Q: What is the cost of a qualified intermediary in the NY NJ area?

A: For a standard delayed exchange, expect $750 to $1,500. Reverse and improvement exchanges cost $2,500 to $7,500. Ask about the QI’s interest-sharing policy on escrow funds.

Q: Can I do a 1031 exchange with a property I recently inherited?

A: Possibly. If the inherited property has been held for investment purposes (such as renting it out), it can qualify. The stepped-up basis you received at inheritance becomes your starting basis for the exchange.

Q: What is “boot” in a 1031 exchange?

A: Boot is any value you receive that is not like-kind property. This includes cash pulled out, debt reduction (if the replacement has a smaller mortgage), and any non-real-estate property received. Boot is taxable in the year of the exchange.

Q: Can I do a 1031 exchange if I have a mortgage on my property?

A: Yes. The replacement property’s debt plus cash invested must equal or exceed the relinquished property’s debt plus equity. If you reduce your debt, the difference is treated as boot.

Q: How does New Jersey’s withholding affect my 1031 exchange?

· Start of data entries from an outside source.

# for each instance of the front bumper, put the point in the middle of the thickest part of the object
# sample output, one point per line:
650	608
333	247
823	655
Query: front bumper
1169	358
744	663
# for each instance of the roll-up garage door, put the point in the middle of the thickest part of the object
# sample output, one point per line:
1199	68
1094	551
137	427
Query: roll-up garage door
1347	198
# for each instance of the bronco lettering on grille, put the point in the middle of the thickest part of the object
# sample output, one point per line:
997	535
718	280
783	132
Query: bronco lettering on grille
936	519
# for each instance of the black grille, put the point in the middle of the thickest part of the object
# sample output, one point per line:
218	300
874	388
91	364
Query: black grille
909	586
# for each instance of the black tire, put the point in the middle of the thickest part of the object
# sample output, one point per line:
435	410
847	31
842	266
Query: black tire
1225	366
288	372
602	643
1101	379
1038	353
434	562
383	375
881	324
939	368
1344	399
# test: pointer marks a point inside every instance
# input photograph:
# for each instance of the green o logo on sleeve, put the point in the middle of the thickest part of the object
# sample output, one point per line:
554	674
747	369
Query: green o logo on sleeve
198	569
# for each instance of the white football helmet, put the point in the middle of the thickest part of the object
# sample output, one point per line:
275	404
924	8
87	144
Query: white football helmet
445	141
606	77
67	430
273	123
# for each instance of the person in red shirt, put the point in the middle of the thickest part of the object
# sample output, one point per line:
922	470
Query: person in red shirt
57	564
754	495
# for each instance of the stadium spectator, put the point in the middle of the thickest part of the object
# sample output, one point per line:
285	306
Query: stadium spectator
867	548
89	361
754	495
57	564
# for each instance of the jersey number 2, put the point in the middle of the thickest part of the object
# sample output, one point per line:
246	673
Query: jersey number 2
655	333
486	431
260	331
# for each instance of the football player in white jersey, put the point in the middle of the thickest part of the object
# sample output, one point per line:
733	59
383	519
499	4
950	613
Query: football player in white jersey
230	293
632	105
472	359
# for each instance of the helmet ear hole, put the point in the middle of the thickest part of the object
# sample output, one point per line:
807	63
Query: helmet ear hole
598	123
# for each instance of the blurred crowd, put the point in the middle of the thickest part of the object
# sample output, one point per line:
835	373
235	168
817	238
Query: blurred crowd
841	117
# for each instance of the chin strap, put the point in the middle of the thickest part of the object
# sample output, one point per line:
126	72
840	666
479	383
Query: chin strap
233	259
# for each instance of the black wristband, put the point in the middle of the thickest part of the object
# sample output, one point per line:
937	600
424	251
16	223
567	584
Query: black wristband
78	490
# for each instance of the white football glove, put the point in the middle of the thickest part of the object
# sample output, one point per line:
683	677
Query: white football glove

A: The state may require a tax withholding at closing, even in 1031 exchanges, unless you file for a waiver in advance. If taken, it reduces the cash available for your replacement property. You can claim the credit on your NJ return, but the timing mismatch can be problematic.

Q: Is there a limit on how many 1031 exchanges I can do?

A: No limit. Some investors do multiple exchanges over their lifetime, continuously deferring capital gains (the “swap till you drop” strategy).

Q: Can I use 1031 exchange proceeds to make improvements on the replacement property?

A: Not in a standard delayed exchange. You would need an improvement (build-to-suit) exchange, where an Exchange Accommodation Titleholder holds the property while improvements are made before transferring title to you within 180 days.

Q: What IRS forms do I need to file for a 1031 exchange?

A: File IRS Form 8824 (Like-Kind Exchanges) with your federal return for the year of the exchange. Review IRS Publication 544 for detailed reporting guidance. For New York, file gain recognition on your state return if you exchanged out of state. The NY Department of Taxation and Finance and the NJ Division of Taxation each have additional filing requirements your CPA can walk you through.